Many readers will have seen, for example, this new paper from The Lancet on a large study in Spain. Testing tens of thousands of people across the country continues to show that (on average) only about 5% of the population is seropositive (that is, has antibodies to the virus). There are a lot of interesting findings – such as rather large differences in those positive testing rates in different regions of the country, as well as the realization that at least one-third of the people who now test positive never showed any symptoms at all. But we are still not sure if this means that 95% of the Spanish population has never been exposed to the virus, because we don’t know how many people might have cleared it without raising enough of an antibody response to still be detectable. This paper does show that seroprevalence was about 90% in people 14 days after a positive PCR test, which indicates that most people do raise some sort of antibody response, but we don’t know how many of these people will still show such antibodies at later testing dates. Remember the paper discussed in that link in the first paragraph above, which found that 40% of asymptomatic patients went completely seronegative during their convalescence.
In other words, the Spanish survey may appear to show that 95% of the country has not yet been exposed to the coronavirus, but that’s almost certainly not true. The authors do mention that cellular immunity is important and not something that they were able to address, but the combination of that factor plus the apparent dropoff in antibody levels with time makes these large IgG surveys almost impossible to interpret. But note that if there are indeed many people who have been exposed but do not read out in such surveys, that we also have no idea how immune they are to further infection. At a minimum, you’d want to know antibody levels over time, T-cell response over time, and (importantly) what a protective profile looks like for both of those. We barely have insight into any of this: the large-scale data are just a snapshot of antibody levels, and that’s not enough.

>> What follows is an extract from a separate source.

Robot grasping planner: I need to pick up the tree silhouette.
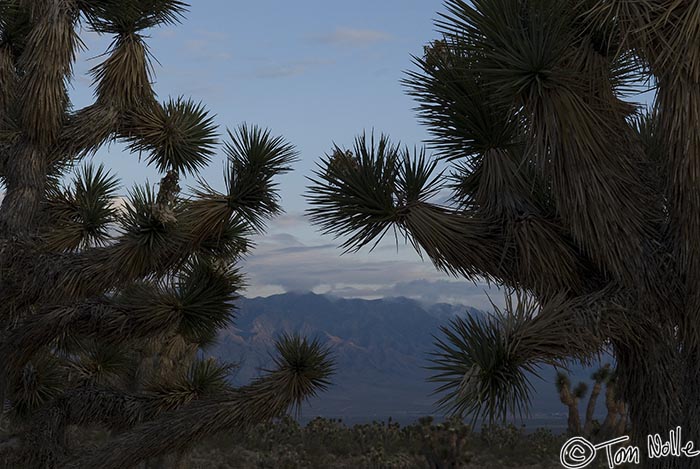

We have similar data here in the US: several surveys of IgG antibodies show single-digit seroconversion. You could conclude that we have large numbers of people who have never been exposed – and indeed, the recent upswing in infections in many regions argues that there are plenty of such people out there. But we need to know more. We could have people who look vulnerable but aren’t – perhaps they show no antibodies, but still have a protective T-cell response. Or we could have people who look like they might be protected, but aren’t – perhaps they showed an antibody response many weeks ago that has now declined, and they don’t have protective levels of T-cells to back them up. Across the population, you can use the limited data we have and our limited understanding of it to argue for a uselessly broad range of outcomes. Things could be better than we thought, or worse, getting better or deteriorating in front of our eyes. We just don’t know, and we have to do better at figuring it out.